In recent years, for the flooding status of watersheds, the division of the basin into a number of sub-basins and flood tracking in each sub-basin and then in the main waterway network has been used. With this method, flood-prone and critical sub-basins are identified according to their share in flood production of the entire basin. In the individual sub-basin removal method, first the total discharge flow of the basin is calculated and then in each step, each sub-basin is removed from the simulation process and the peak discharge is calculated again; Then, the flooding index of the sub-basin (F) is calculated and the priority of the said sub-basin in the production of total peak discharge is ranked. Single successive sub-basin elimination method (SSSEM) is one of widely accepted methods in this field. Considering the wide variation of temporal pattern and amount of precipitation, by combining GIS technique and HEC-HMS model, the efficiency of SSSEM method in Lar basin of Zahedan was assessed in this research. After deriving the optimum number of sub-basins, calibration and validation of the simulator model was carried out and flood prone priority method performed using different duration, return period and temporal pattern of precipitation. It should be noted that in previous studies, the sensitivity of the individual removal method in extracting flooding of sub-basins to the height and temporal pattern of precipitation has not been investigated and in this study we have tried to address the sensitivity of this method to the mentioned factors. In this study, different return periods were considered as a criterion for precipitation height and SCS standard time patterns and the dominant regional precipitation pattern were considered as criteria for time pattern change. Meteorological data used in this study include rainfall and hourly runoff; Collected from climatology, rain gauge and hydrometric stations over a period of 22 years (from 1997 to 2020).
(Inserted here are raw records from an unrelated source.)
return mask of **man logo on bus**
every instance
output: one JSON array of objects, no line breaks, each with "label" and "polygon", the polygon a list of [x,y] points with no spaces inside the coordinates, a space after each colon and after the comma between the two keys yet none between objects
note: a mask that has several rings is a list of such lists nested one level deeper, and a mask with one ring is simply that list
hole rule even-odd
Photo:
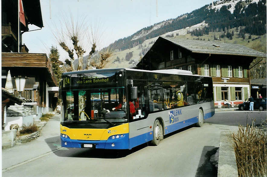
[{"label": "man logo on bus", "polygon": [[178,115],[182,114],[182,109],[177,109],[169,112],[170,124],[179,121],[179,117]]}]

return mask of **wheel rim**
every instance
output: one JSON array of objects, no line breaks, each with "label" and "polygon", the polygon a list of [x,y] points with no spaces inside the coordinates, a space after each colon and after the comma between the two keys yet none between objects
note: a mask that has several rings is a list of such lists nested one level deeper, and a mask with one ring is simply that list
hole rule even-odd
[{"label": "wheel rim", "polygon": [[159,125],[157,125],[155,128],[155,138],[157,140],[159,139],[161,132]]}]

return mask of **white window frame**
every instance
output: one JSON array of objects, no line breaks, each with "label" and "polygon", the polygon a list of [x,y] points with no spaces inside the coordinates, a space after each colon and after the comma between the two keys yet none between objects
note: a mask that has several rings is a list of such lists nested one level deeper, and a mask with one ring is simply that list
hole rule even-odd
[{"label": "white window frame", "polygon": [[242,66],[238,66],[238,77],[243,77],[242,72]]},{"label": "white window frame", "polygon": [[208,65],[205,64],[204,65],[204,75],[206,75],[207,76],[209,76],[210,75],[210,72],[209,70]]},{"label": "white window frame", "polygon": [[228,77],[233,77],[233,73],[232,71],[232,66],[228,66],[227,69],[227,73],[228,74]]},{"label": "white window frame", "polygon": [[187,70],[189,71],[192,71],[192,65],[189,65],[187,67]]},{"label": "white window frame", "polygon": [[221,72],[220,68],[220,65],[217,65],[216,66],[216,76],[220,77]]},{"label": "white window frame", "polygon": [[173,51],[172,50],[171,51],[171,60],[173,60]]}]

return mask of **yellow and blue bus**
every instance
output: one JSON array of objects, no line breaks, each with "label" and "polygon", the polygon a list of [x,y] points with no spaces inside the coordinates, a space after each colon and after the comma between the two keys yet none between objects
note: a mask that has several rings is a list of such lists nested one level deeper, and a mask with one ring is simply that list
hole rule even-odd
[{"label": "yellow and blue bus", "polygon": [[201,127],[214,113],[211,78],[188,71],[69,72],[62,74],[60,87],[63,147],[156,145],[164,135],[192,124]]}]

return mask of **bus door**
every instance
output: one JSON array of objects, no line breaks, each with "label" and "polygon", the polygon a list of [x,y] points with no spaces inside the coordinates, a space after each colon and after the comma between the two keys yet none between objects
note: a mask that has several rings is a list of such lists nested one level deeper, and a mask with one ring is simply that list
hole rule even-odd
[{"label": "bus door", "polygon": [[[146,119],[146,103],[147,100],[144,89],[146,85],[146,81],[127,80],[130,149],[149,141],[149,128]],[[135,110],[133,114],[130,113],[132,104]]]}]

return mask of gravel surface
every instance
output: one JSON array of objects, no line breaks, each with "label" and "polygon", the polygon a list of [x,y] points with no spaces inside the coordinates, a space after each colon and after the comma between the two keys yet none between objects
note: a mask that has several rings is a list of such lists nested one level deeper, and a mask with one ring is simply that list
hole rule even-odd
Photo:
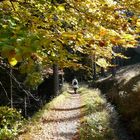
[{"label": "gravel surface", "polygon": [[[77,140],[83,106],[79,94],[71,94],[64,102],[55,104],[41,119],[41,130],[33,133],[30,140]],[[20,139],[23,140],[23,139]]]}]

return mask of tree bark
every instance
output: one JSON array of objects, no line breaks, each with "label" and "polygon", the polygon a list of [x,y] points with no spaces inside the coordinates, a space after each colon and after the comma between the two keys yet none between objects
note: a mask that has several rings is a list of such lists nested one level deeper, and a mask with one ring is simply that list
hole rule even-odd
[{"label": "tree bark", "polygon": [[53,65],[53,84],[54,84],[54,95],[59,93],[59,73],[58,73],[58,64]]}]

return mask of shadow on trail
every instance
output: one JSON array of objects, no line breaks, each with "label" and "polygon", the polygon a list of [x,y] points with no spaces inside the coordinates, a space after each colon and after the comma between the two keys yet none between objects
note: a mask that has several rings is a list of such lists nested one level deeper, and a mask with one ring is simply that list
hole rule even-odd
[{"label": "shadow on trail", "polygon": [[85,105],[75,107],[75,108],[52,108],[51,110],[55,110],[55,111],[72,111],[72,110],[82,109],[84,107],[85,107]]},{"label": "shadow on trail", "polygon": [[79,120],[79,119],[83,118],[85,115],[86,115],[86,114],[83,113],[83,114],[80,114],[80,115],[77,115],[77,116],[72,116],[72,117],[69,117],[69,118],[43,119],[42,122],[43,122],[43,123],[51,123],[51,122],[73,121],[73,120]]}]

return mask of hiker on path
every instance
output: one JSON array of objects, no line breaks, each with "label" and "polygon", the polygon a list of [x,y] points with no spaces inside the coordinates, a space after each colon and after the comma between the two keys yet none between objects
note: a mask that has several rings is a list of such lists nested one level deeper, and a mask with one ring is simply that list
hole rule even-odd
[{"label": "hiker on path", "polygon": [[76,79],[76,77],[74,77],[74,79],[72,80],[72,87],[73,87],[74,93],[76,94],[77,89],[79,88],[78,87],[78,80]]}]

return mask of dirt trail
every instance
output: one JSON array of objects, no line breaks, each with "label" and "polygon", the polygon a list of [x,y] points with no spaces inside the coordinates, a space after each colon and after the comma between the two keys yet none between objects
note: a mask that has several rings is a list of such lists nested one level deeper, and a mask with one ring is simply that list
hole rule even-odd
[{"label": "dirt trail", "polygon": [[[72,94],[55,104],[41,119],[41,130],[31,134],[30,140],[76,140],[77,126],[82,118],[80,95]],[[28,138],[27,138],[28,139]],[[20,138],[20,140],[27,140]]]}]

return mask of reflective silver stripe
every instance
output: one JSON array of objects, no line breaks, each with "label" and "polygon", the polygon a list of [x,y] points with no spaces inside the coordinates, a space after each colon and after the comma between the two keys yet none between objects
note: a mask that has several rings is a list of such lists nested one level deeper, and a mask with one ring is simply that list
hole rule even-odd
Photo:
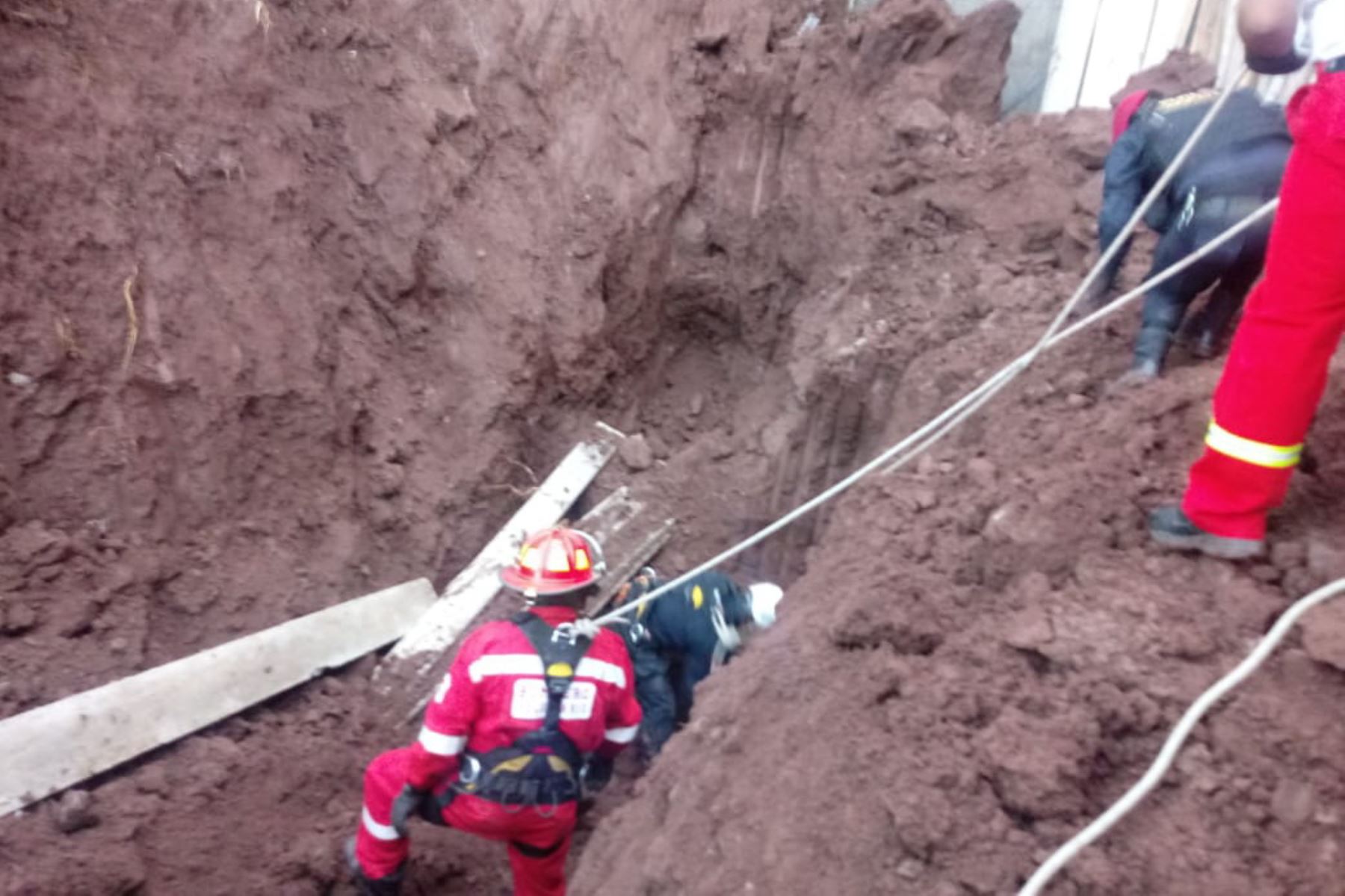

According to the obtained results for determining the flooding potential and ranking of sub-basins by repeated method of individual sub-basin removal, it is observed that the individual removal method does not show sensitivity to rainfall time pattern, its continuation rate and return period. At a continuum of 1.5 times the concentration time, the sensitivity of this method to the time pattern of precipitation is observed and with increasing the return period, the anomaly in the ranking according to different patterns increases. There is a sensitivity to changes in the precipitation time pattern and return period at twice the concentration time, but the amount of anomaly is less than before. It should be noted that regardless of the rank of each sub-basin in terms of flood production and its effect on the peak hydrograph discharge, it should be examined what effect the application of flood control scenarios in that basin will have on the damage caused downstream of the city. In other words, in addition to the peak discharge that is the result of this study, other components of the flood, such as its volume, time corresponding to the peak discharge and also the response of the urban drainage system will be effective in the occurrence and severity of destructive flood effects; It may not be the first sub-basin in flood production, but the dynamics of its flood production in interaction with the city's drainage system will impose far more destructive effects, both economically and human losses in the city. Therefore, in order to complete the study and to evaluate the effectiveness of different flood risk scenarios, there is a need for a hydraulic study of rising water levels in different parts of the city, taking into account the sensitivity of each point in terms of economic and population density.